In questo caso, la sfida di chi amministra consiste nell’intrecciare soluzioni che soddisfino le esigenze di vita dei residenti e le istanze degli operatori commerciali e degli studenti. Con la consapevolezza che la città, e il centro storico in particolare, è di tutti ma che viverlo non significa solo usarlo, consumarlo. Responsabilità della politica sarà, dunque, osservare e interpretare i bisogni per rendere l’elaborazione calzante con la realtà che cambia. Partendo, dunque, dal presupposto che gli spazi esistono solo se ci sono gli uomini, e che dove ci sono gli uomini è più facile garantire la sicurezza, priorità dell’amministrazione comunale sarà quella di ripopolare il centro storico, migliorando la qualità della vita dei residenti e incentivando le presenze.

Non posso che condividere, in questo senso, il Piano del Comune di Perugia per il rilancio del Centro storico, che prevede di disciplinare l’utilizzo del suolo pubblico e lavorare sul decoro urbano, di valorizzare le tipicità, di incentivare i locali, salvaguardando e riqualificando il patrimonio così da “promuovere” e “sponsorizzare” Perugia. Riportare in Centro un presidio dell’Arma, utilizzando la struttura già esistente di via dei Priori, non farebbe, inoltre, che aiutare le politiche per la sicurezza, contro lo spaccio e la microcriminalità che aggrediscono le vie dell’acropoli.

Farà la differenza, senza ombra di dubbio, la capacità dell’Amministrazione di incentivare iniziative culturali e sostenere la creazione e la sopravvivenza di spazi di aggregazione che attraggano visitatori e facciano delle vie del Centro un luogo di cultura, una vetrina per il turismo, non solo una scenografia al divertimento notturno. Che non guasta – intendiamoci – se rispettoso delle altrui esigenze, ma da solo non può bastare. Sarebbe indubbiamente utile adoperarsi per migliorare l’accessibilità all’acropoli abbassando le tariffe dei parcheggi e prolungando l’orario di funzionamento dei trasporti e dei servizi pubblici – Minimetrò, ascensori, scale mobili – compatibilmente con le disponibilità.

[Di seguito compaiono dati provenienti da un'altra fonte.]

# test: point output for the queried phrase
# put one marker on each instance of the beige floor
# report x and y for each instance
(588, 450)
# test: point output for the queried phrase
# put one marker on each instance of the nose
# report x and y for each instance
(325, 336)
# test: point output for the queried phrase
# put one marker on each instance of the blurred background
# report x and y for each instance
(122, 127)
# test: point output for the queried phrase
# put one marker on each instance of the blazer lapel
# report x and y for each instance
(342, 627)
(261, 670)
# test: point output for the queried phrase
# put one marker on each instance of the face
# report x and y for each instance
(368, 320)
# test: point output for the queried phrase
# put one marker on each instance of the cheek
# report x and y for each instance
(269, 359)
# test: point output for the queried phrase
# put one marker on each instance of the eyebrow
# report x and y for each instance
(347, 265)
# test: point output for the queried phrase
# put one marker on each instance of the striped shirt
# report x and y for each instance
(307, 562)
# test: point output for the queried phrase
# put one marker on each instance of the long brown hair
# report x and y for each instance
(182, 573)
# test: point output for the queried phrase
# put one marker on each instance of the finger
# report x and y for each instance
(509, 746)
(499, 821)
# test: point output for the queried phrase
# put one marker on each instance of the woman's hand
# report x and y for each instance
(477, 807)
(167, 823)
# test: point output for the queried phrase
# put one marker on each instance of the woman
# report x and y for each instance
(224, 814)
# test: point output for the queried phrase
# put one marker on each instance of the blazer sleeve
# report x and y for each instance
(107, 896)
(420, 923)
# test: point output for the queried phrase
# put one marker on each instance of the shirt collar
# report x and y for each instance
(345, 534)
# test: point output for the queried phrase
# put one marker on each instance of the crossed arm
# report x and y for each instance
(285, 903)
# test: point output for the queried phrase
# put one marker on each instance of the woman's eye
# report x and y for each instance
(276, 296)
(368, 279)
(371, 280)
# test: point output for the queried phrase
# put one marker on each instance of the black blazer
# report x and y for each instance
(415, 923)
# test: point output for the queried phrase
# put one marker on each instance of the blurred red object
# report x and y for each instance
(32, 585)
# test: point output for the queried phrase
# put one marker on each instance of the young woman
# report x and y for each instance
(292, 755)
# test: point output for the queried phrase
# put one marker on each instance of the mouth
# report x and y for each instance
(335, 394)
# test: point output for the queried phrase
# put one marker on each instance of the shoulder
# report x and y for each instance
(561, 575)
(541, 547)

Non credo, invece, che l’allungamento degli orari di apertura della Zona a traffico limitato, la deregolazione del carico-scarico merci e l’abrogazione delle ordinanze restrittive sulla somministrazione di alcolici, proposte rilanciate nei giorni scorsi dalle associazioni nate in difesa del centro, possano essere risolutive delle difficoltà dell’acropoli. Aprire l’accesso alla Ztl nelle ore notturne potrebbe avere l’effetto di penalizzare i residenti nella ricerca di un parcheggio, mentre le limitazioni al carico-scarico merci, per quanto revisionabili, servono a preservare la vivibilità delle vie del centro. Mi permetto, infine, di sottolineare che offende il buon senso dei nostri giovani pensare che l’attrattività dell’acropoli dipenda solo dall’offera di alcol.